The wall where it once was is glaringly bare. If you’ve never been in our church you wouldn’t know the difference but for those who’ve spent hours praying and worshipping in that space, well, it’s just not the same.
A few weeks ago I was talking with a friend from church. We were sharing some of the challenges we’d both faced in the last year and how often we’d found ourselves on our knees before the cross. I smiled as she talked about her prayer time.
I’ve knelt before that crucifix so many times and said, “I’m not sure I can take much more of this Lord” and when I look up at the image of His suffering it’s like He’s saying, “Tell me about it.”
Her words express exactly why I’m so fond of that crucifix and any crucifix for that matter. No matter what trial or suffering I may face in this life, it will never surpass that of Jesus. He gets it.

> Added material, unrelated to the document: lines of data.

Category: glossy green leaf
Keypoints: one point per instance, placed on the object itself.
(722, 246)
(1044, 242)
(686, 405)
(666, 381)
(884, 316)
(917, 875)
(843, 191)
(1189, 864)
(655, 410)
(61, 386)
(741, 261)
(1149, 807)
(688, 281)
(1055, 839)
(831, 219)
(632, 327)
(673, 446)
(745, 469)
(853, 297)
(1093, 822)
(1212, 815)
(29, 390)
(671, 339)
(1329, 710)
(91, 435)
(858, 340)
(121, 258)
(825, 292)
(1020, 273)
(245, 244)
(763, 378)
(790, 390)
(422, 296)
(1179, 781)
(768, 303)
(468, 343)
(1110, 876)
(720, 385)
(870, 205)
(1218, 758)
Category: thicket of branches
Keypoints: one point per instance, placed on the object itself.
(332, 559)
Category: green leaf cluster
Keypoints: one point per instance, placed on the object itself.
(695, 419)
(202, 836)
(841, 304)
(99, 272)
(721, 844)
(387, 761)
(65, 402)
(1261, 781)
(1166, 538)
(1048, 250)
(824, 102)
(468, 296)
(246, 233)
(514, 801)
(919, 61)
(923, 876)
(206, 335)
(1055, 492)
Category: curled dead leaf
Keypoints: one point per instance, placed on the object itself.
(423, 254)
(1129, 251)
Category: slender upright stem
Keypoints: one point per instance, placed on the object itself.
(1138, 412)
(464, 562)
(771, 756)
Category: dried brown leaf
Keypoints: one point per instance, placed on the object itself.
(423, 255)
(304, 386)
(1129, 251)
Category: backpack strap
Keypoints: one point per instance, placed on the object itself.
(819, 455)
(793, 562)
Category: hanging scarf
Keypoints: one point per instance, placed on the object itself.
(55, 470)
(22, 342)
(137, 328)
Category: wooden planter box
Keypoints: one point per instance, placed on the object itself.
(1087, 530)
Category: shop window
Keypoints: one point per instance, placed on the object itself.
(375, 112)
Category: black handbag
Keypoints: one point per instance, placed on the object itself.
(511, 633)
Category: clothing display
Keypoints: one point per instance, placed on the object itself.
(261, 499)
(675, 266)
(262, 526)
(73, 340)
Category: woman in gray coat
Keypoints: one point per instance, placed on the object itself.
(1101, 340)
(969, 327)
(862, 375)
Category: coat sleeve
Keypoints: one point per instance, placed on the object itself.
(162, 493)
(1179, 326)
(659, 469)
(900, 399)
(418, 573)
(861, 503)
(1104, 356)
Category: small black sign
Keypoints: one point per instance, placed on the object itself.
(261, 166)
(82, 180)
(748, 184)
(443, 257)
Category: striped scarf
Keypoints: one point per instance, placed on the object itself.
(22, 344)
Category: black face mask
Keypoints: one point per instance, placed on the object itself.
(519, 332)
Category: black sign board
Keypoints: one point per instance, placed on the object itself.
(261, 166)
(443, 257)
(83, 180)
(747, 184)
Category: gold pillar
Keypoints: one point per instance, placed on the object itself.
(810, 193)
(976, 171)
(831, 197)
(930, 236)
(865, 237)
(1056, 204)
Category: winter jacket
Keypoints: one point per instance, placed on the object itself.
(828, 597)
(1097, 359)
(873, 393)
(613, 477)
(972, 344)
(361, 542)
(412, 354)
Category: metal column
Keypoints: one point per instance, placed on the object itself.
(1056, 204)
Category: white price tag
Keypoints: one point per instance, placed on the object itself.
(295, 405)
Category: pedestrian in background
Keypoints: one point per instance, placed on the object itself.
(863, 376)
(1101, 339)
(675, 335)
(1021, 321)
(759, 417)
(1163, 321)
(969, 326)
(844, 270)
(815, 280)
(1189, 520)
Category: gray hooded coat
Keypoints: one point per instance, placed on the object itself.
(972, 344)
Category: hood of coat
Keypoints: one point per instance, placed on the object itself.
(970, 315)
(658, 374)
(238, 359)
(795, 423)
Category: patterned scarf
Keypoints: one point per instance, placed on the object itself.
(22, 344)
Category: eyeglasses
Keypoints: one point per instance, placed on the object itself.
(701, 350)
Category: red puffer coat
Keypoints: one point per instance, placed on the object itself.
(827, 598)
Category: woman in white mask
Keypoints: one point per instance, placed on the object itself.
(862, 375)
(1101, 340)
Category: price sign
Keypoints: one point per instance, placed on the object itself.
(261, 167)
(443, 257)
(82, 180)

He knows my pain.
He knows what it means to love and forgive those who’ve hurt you even while they continue to hurt you.
He knows the anquish of rejection, hatred, and the unfaithfulness of friends.
He knows the suffering that comes with intense physical pain.
The crucifix reminds me of these truths. It tells me I am not alone but instead I have a friend that loves me so much He was willing to undergo great suffering to prove it.
The crucifix reminds me that even though he was tempted in his own suffering to find a way of escape he chose the path of sacrificial love instead. And now I am free to do the same–to bear my own cross with as much love as He bore His.
This is why the crucifix has such meaning to us Catholics. And it’s why that wall in our sanctuary seems so bare without it. Yes, I know, with or without it, the truths remain but I miss this beautiful and humbling image of suffering and sacrificial love.
I look forward to moving into the new sanctuary and seeing that cross again. Meanwhile when I kneel in church and see that empty wall I will follow the spiritual direction of St. Francis De Sales.
With the interior eyes of your soul, contemplate Jesus crucified, naked, blasphemed, calumniated, abandoned and overwhelmed with all kinds of disgust, sadness and labour. Then consider your own afflictions, which neither in number nor intensity can be compared with His, and reflect that never shall you be asked to suffer for Him so much as He has suffered for you.